Dr. Rob weighs in on the lack of a relationship between mitochondrial DNA (mtDNA) polymorphism and population size. To recap: DNA polymorphism should predict population size — larger populations will have more polymorphism than small populations. Additionally, comparing different measures of polymorphism allow us to infer ancient demographic events. But natural selection can also shape DNA polymorphism. Positive (or Darwinian) selection will drive an advantageous allele to fixation, taking linked neutral variants along with it. This selective sweep will decrease polymorphism in a region surrounding the site under selection; the size of the region affected depends on the strength of selection and the recombination rate in the region.
And that’s where the mtDNA story begins. Because there is little/no recombination in the mitochondrial genome, a selective event at any site will sweep out variation across the entire molecule. Any pattern of mtDNA polymorphism left by population size will be swamped out by these selection events. Dr. Rob refers to this as ‘genetic draft’. It’s probably not a good idea to use mtDNA alone to study historical population sizes, just like it’s a bad idea to use any single marker to infer demographic events.
But I have covered all of this before. What’s different this time is something Dr. Rob points out: the ability of selection to affect DNA sequence polymorphism also depends on population size. Adam Eyre-Walker brings this up in his review of the mtDNA polymorphism paper. In humans, autosomal, mtDNA, and Y chromosome polymorphisms all pretty much suggest the same ancestral population size. Does that mean that mtDNA (and Y chromosome) polymorphism is ok for inferring ancestral demographic events?
Not so fast, my friend. You see, the efficacy of natural selection depends on population size. Larger populations will be able to fix more mildly beneficial mutations and purge more weakly deleterious mutations than small populations. In small populations, more mutations are effectively neutral, so genetic drift will play a larger role in fixing mutations in small populations compared to larger populations. Therefore, if most new mutations are only mildly advantageous or deleterious, polymorphism should reflect population size in small populations, but may not in a large population.

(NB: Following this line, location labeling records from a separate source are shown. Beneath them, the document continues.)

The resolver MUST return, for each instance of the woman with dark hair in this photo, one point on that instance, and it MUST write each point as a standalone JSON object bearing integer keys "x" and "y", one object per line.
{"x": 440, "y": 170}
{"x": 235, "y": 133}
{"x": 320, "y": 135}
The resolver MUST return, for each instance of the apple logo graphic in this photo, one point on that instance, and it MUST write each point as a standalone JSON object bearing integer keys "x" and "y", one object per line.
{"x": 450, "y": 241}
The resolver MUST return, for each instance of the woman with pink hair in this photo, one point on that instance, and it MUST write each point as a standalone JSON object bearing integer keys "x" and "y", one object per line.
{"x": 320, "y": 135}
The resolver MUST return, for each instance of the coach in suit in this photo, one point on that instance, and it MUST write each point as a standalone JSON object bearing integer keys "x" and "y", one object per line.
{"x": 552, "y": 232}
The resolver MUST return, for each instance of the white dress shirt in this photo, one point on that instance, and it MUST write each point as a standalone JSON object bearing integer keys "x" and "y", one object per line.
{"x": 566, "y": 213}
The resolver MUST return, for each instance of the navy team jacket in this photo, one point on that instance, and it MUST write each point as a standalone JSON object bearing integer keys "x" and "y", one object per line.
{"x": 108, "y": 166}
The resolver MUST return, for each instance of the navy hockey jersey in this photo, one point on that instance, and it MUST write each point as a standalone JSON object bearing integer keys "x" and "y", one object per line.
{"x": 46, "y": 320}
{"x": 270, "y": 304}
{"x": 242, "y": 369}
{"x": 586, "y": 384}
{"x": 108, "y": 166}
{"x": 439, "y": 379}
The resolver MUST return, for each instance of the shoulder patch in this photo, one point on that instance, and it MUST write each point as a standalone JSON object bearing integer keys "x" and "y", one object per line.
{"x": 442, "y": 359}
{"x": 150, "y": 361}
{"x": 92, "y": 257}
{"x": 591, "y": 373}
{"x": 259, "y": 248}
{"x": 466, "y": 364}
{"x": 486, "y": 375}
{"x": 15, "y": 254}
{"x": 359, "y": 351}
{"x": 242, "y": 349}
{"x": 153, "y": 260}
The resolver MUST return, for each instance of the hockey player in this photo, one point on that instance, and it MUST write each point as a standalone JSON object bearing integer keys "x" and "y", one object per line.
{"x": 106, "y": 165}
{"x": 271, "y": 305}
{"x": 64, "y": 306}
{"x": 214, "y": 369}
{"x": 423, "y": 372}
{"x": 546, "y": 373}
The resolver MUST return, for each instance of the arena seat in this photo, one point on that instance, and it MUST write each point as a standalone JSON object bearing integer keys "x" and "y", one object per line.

The previous scenario applies to a single locus, and remember that the mitochondrial genome essentially behaves as a single locus. If the selective events on mtDNA are of the nearly neutral variety (ie, they don’t confer an immense selective advantage), there will be fewer selective sweeps in small populations. So, for small populations, mtDNA polymorphism may be able to identify ancestral demographic events. But patterns of mtDNA polymorphism shouldn’t be compared between smaller and larger populations.